An Inside Look at Ayala Museum's Massive Virtual-Reality Enhancement of its Diorama Exhibit
If Jose Rizal were alive today, he’d probably wonder why, despite having access to a wealth of information, there are people who continue to be willfully ignorant of history.
The Ayala Museum gives you even less of a reason to be blind to the lessons of history. A year ago, the museum launched the first historical virtual reality exhibit in the Philippines. It was a recreation of a fateful moment in the country’s history: the 30th of December, 1898.
At around five minutes long, the Rizal VR experience is a re-enactment of Rizal's execution at the hands of the Spanish colonial government by firing squad. It stands out among other previously filmed re-enactments because of the three viewpoints such as that from a member of the crowd witnessing the execution, to a soldier firing the gun at Rizal, and finally, that of Jose Rizal himself.

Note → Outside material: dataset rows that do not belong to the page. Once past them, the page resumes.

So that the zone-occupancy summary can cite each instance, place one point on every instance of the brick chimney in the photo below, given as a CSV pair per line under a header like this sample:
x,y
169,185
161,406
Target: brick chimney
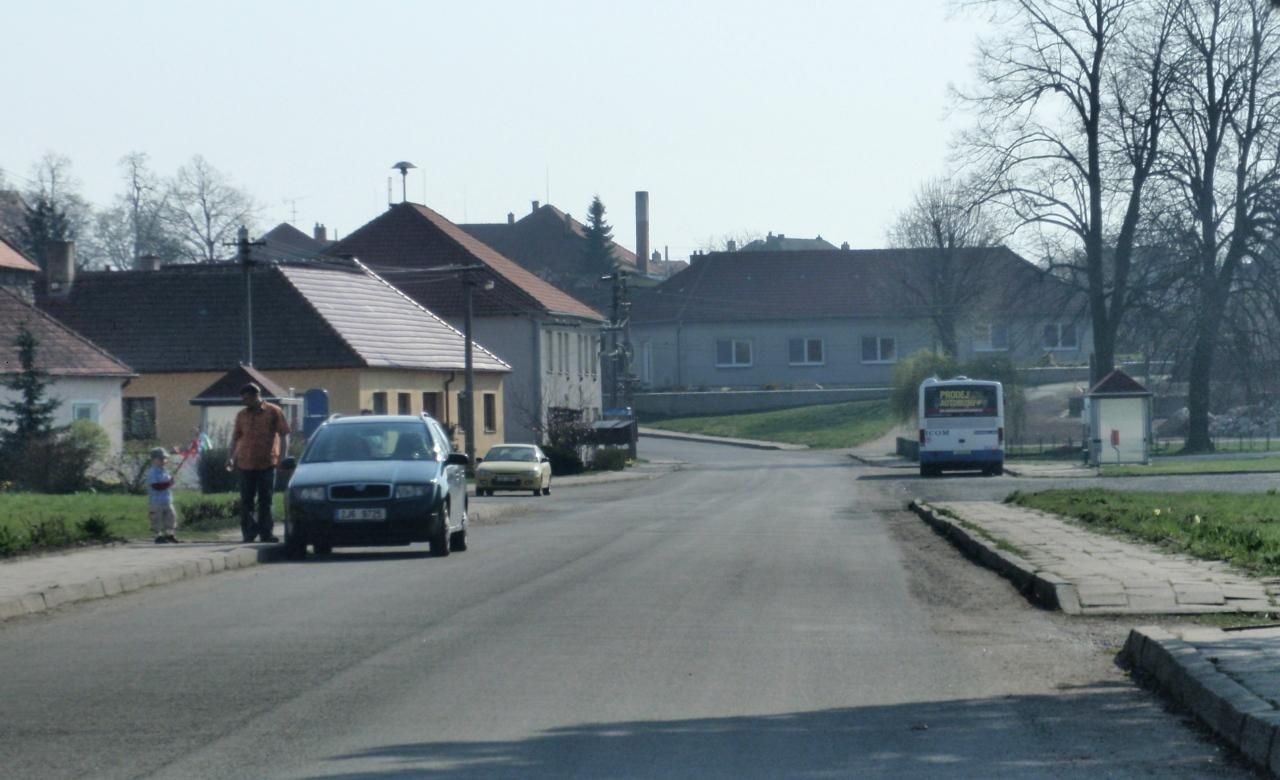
x,y
641,232
60,267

For 2018, Ayala Museum’s follow up to the Rizal VR experience carries a wider historical scope. As with the Rizal VR Experience, several pivotal moments in Philippine history were chosen from the Ayala Museum’s classic Diorama exhibit.
The last update to the Diorama exhibit was the addition of a multimedia presentation that covers events from the ‘50s, Martial Law in the ‘70s, and up to first Edsa People Power in 1986. Admittedly, since the classic Diorama exhibit has been around since the ‘70s, the three-dimensional picture-book type of display may seem outdated for the current generation of audiences. So, to enhance the Dioramas, 360-degree virtual reality video was chosen as the medium and technology platform of choice.
Sometime last year, I was tasked by virtual reality company I Am Cardboard which also produced the Rizal VR exhibit, to write a screenplay from a story by ad industry creative veteran Leigh Reyes. With constant feedback and inputs from historian Ambeth Ocampo, we crafted an interlinked historical arc that begins with the Cry of Pugad Lawin with Andres Bonifacio and ends with the declaration of Philippine Independence at Kawit with Emilio Aguinaldo and Apolinario Mabini. Although some creative license was taken, we also tried to stick as closely as possible to the established historical facts.
To enhance the Dioramas, 360-degree virtual reality video was chosen as the medium and technology platform of choice.
The Emergence of the Filipino Nation experience was the culmination of a year’s work of pre-production, filming, and refining the VR technology behind it. Compared to the Rizal VR experience, Emergence is almost twice as long at nearly 10 minutes runtime and contains five scenes. Available in English and Filipino, some scenes in Emergence will have a slightly different viewpoint depending on the language selection. The new VR exhibit opens to the public today, September 25 at the 2nd floor of the Ayala Museum.
In terms of production, it was monumental, to say the least. Over 37 named actors were in the cast, with 170 extras. Filming was done in both outdoor and studio locations a production crew of more than 160 people. A replica of Emilio Aguinaldo’s original house in Kawit was recreated as a full-sized exterior set in a massive warehouse. Emergence is also the first local VR production to be filmed with 3D spatial audio to complement the immersive visuals. Meticulous post-production work took several months including CG-enhanced effects.
History is never about telling a single story. In Emergence, it’s also looking at it from different viewpoints such as from the eyes of historical figures such as Andres Bonifacio, Emilio Aguinaldo, Apolinario Mabini, and the Filipino people.
Ed Geronia Jr. wrote the script for Emergence of the Filipino Nation.